In the Evening News last week there were the headlines: Mothers-to-be in Protest. Thousands of Mothers in North and West London are Protesting about Maternity Arrangements". It then added: New and larger maternity departments are to be provided at the North Middlesex Hospital". I served for seven years in the North Middlesex Hospital so I know it rather well. The hospital serves a large, congested area of North London and it still uses prefabricated huts of the First World War for its maternity work. Successive Ministers of Health have been told about this condition, but no action has been taken. I think that I have brought to the notice of your Lordships' House that over the last twelve years we have had a spate of White Papers and Blue Books—paper concepts only—but there has been no concrete, comprehensive service.
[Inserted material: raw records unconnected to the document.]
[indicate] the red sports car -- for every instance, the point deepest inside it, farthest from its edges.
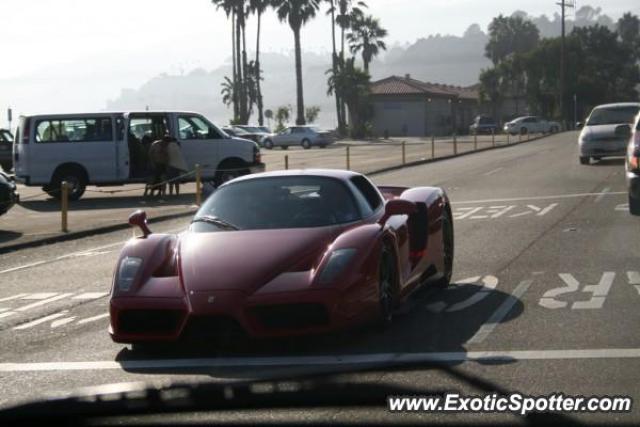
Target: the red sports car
(280, 254)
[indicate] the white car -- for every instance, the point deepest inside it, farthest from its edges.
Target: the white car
(599, 138)
(530, 124)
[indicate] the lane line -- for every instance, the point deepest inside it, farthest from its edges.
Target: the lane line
(599, 197)
(497, 316)
(558, 196)
(41, 320)
(42, 302)
(350, 359)
(493, 171)
(93, 319)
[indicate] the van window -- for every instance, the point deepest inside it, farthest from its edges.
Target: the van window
(74, 130)
(194, 127)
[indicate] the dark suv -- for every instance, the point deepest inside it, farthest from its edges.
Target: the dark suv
(6, 150)
(483, 124)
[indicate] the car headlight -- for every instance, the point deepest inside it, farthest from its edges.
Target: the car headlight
(127, 271)
(337, 262)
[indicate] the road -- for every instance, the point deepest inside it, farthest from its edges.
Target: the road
(545, 299)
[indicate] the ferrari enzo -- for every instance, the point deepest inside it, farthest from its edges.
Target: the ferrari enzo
(280, 254)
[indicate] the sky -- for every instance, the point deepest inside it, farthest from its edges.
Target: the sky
(87, 50)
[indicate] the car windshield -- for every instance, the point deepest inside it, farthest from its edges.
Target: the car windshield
(613, 116)
(281, 202)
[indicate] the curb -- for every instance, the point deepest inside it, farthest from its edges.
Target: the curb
(453, 156)
(117, 227)
(85, 233)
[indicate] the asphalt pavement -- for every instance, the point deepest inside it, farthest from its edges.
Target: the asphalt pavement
(545, 298)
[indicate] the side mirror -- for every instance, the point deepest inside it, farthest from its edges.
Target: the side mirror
(139, 219)
(397, 207)
(623, 131)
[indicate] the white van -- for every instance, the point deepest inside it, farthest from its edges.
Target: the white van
(112, 149)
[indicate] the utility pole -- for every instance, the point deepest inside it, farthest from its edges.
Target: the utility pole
(563, 5)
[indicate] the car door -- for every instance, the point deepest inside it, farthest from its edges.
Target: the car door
(200, 142)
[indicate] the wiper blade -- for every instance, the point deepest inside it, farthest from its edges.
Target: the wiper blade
(215, 221)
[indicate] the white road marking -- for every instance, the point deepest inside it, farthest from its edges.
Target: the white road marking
(41, 320)
(520, 199)
(634, 279)
(329, 360)
(493, 171)
(91, 295)
(13, 297)
(500, 313)
(40, 295)
(93, 319)
(600, 196)
(43, 302)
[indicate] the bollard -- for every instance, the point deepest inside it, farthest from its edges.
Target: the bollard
(433, 146)
(348, 157)
(198, 185)
(64, 205)
(455, 145)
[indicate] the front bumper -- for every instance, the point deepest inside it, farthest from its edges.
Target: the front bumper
(220, 313)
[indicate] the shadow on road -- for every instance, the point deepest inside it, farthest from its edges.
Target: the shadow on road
(431, 321)
(7, 236)
(97, 203)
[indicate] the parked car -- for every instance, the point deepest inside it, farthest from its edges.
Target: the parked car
(6, 150)
(602, 136)
(103, 149)
(483, 124)
(304, 136)
(531, 124)
(632, 164)
(8, 195)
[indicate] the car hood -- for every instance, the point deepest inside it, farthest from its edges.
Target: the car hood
(249, 259)
(601, 132)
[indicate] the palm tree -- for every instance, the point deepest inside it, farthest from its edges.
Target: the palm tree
(353, 83)
(297, 13)
(259, 7)
(366, 37)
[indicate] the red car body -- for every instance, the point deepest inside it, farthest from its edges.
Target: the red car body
(264, 283)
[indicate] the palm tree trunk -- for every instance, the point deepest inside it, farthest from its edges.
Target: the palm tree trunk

Finally, my Lords, I wish to say something about the cost and testing of drugs, something in which I believe every one of your Lordships has a special interest, for every one of your Lordships here is, after all, a potential patient. On February 19, 1953, I drew the attention of Mr. Macleod, the then Minister of Health, to the Report of the Auditor-General with regard to the heavy prescribing of expensive proprietary drugs, and I asked what action he proposed to take in order to reduce this expenditure. That was in 1953. Mr. Macleod said: The doctors must refrain. For my part I am considering what further steps can be taken. In 1954 the average cost of a prescription—and I hope your Lordships realise that this does not mean just antibiotics; for the average costs of course include a few tablets of aspirin and of the minor things as well—was 5s. 1d.; in 1958, 7s. 4d.; in 1960, 8s. 5d.; in 1961, 9s. 3d.; and now I am told that it is over 10s. 0d. When it came up to 1959 the Government decided to set up a Committee, the Hinchliffe Committee, in order to consider the matter. The Committee recommended that an expert Committee should advise the Minister; but still the costs soared.

With regard to the testing of drugs, your Lordships will, I think, during the last few years have been alive to the dangers of the distribution of untested drugs in the country. Again this has been brought to the attention of successive Ministers of Health, and I think it was the thalidomide tragedy which focused public attention on the scandal. It was generally felt among doctors, and, I think, the public, that an impartial body should be responsible for testing, not the pharmaceutical industry which has a vested interest in the matter. This seems to me to be common sense. These views have been expressed time after time, but we have waited all these years. At last, when the House was in Recess, Mr. Powell announced in September that on January 1, 1964, a Committee will be convened to assess reports on toxicity tests and clinical trials of new drugs. Unhappily the toxicity tests are to be left to manufacturers and not to an impartial body, and therefore it will still be possible for an unscrupulous manufacturer to market medicines which have not been subject to a satisfactory test. When told of this, despite these Committees of eminent people, and despite his statement during the year, in which he said, "I want to show you all that these Committees will have teeth", he then said: If an unscrupulous manufacturer did distribute a drug which had not been tested, it could be brought to the notice of the Committee. I feel that is a little late. These drugs should be tested by an impartial body before they are distributed. It is well known that there are many black sheep in the drug industry, which, with its American subsidiaries, has made a fortune out of the National Health Service, and I find it difficult to believe that Committees alone will induce a new, high standard of ethical behaviour among the black sheep. I think this highlights our indictment of the Government in the field of health. The test of a Government is not the aspirations they express, but the real worth of the men, the methods and the money they employ.